Potential construction on agenda
LAFAYETTE — A new tax to fund Lafayette Parish schools — the bricks and mortar and the learning that goes inside the buildings — likely won’t hit the School Board floor again for consideration until late 2014 — after School Board elections in the fall, Superintendent Pat Cooper said.
An agenda item at the board’s Nov. 20 meeting to issue a public notice that a potential tax election for the spring would be discussed by the board in January failed to find a second motion of support on the board floor and died without board discussion.
“There’s no sense proposing something if the same people are on the board,” Cooper said.
The tax recommendation came from a community education planning committee that began meeting in March under a charge from the board to find a way to fund district needs and mesh facility needs with the district’s educational plan.
The committee supported various options of a combination of sales and property taxes, though no specifics were recommended.
Without additional revenues, the school district faces a nearly $14 million deficit based on estimates of retirement contribution increases and other state mandates when it begins its budget process in the spring, Cooper has said.
“I intend to come back to the board to use a portion of the fund balance to maintain not only the status quo — but to move forward with our turnaround plan,” Cooper said. “We can’t move forward with it to the extent we would like to, but anything we can do to inch forward will be a benefit to us.”
In prior years, budget cuts have been made that protected classroom instruction, but that likely won’t be possible this year unless a portion of the fund balance is used, Cooper said. He estimated that by the spring, the fund balance could total about $72 million.
“We have plenty of money in that fund balance for at least one year to maintain the status quo and move forward,” he said.
The board met with committee members Nov. 16 during a facilities retreat to discuss tax proposals to fund $415 million in district needs, which included funding of salary increases for support employees, the district’s educational turnaround plan and more than $380 million in facility needs.
About 40 members served on the committee, which has met 13 times since March. The committee’s work was facilitated by a professional consultant, Brent Henley. The district paid $15,000 for Henley’s services, which included facilitating the meetings, planning and preparation for the meetings such as data and information gathering, and board reporting, according to information provided by the district.

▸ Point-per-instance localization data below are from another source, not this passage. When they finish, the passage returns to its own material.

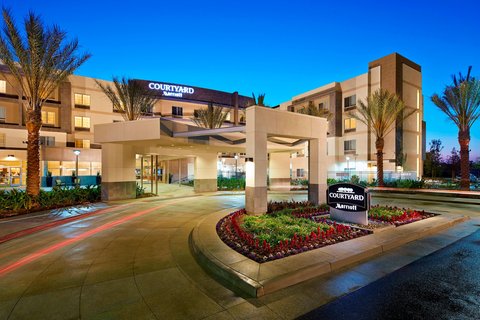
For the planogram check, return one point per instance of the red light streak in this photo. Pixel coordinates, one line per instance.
(42, 252)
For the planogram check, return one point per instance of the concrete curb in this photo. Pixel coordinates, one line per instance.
(255, 279)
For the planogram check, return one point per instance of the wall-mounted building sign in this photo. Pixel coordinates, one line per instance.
(171, 90)
(348, 202)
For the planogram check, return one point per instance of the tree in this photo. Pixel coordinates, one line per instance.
(38, 61)
(380, 112)
(128, 97)
(312, 110)
(453, 160)
(460, 101)
(212, 117)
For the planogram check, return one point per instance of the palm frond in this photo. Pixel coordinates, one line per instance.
(380, 111)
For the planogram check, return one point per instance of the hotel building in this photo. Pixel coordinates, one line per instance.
(77, 105)
(350, 144)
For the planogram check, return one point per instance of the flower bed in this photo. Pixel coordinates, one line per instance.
(290, 228)
(281, 234)
(396, 216)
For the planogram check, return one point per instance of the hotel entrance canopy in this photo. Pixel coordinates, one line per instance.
(266, 131)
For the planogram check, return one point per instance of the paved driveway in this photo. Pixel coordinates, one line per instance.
(135, 263)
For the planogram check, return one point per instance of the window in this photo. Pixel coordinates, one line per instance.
(350, 145)
(3, 114)
(82, 143)
(48, 118)
(82, 99)
(350, 102)
(177, 111)
(300, 172)
(350, 124)
(3, 86)
(47, 141)
(82, 122)
(2, 140)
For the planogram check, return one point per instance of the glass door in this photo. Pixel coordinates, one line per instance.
(4, 177)
(15, 176)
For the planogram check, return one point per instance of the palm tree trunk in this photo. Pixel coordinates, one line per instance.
(464, 141)
(379, 144)
(33, 124)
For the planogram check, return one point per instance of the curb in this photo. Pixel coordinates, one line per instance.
(255, 279)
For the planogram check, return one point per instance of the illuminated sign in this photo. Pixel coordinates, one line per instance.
(170, 90)
(348, 202)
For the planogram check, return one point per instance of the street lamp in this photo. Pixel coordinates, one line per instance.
(236, 166)
(348, 167)
(77, 153)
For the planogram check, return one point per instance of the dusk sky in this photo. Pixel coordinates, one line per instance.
(281, 48)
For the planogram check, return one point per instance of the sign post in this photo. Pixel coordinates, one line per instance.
(348, 202)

Bruce Conque, vice president of community development for the Greater Lafayette Chamber of Commerce, facilitated the Nov. 16 retreat at no cost to the district.
The list of facility needs included the replacement of portable buildings throughout the district such as Prairie Elementary where 33 classrooms are in portable buildings. More than 900 students attend the school in grades kindergarten through fifth, and the school also houses the district’s only preschool French immersion class.
Prairie principal Cayce Booher said the portables present challenges at the school, where even its permanent classrooms have exterior walkways.
“Moisture sets on the concrete (sidewalks) and we’re having to wipe it down. There are zero hallways on campus,” Booher said.
Some major school renovations and portable building replacements are underway in the district paid for by a $30 million bond sale. The board is set to discuss at a Wednesday meeting the building of new schools in the district with a presentation by a former board member on how construction projects were funded in the past.
Board member Mark Allen Babineaux said he’s uncertain if he would have voted in support of putting a tax before voters. He said he would have preferred a tax proposal that separated facilities, educational programs and salary increases into different propositions, rather than grouping the issues together. The last time the board went to voters was in October 2011 and a property tax proposal, which would have paid for more than $560 million in school construction and repairs, and a separate maintenance tax failed. Babineaux said many opponents of the 2011 tax proposal cited mistrust of the board as the cause for the failure.
“The taxpayer didn’t trust the way the board would spend the money. If you have that mistrust going in, I don’t see how you’re going to overcome that environment by mixing programs and mixing raises for some personnel,” he said.
Babineaux said his own mistrust of Cooper’s prior decisions on personnel issues and the superintendent’s support of charter school applications that the board rejected also would likely prevent him from supporting a tax.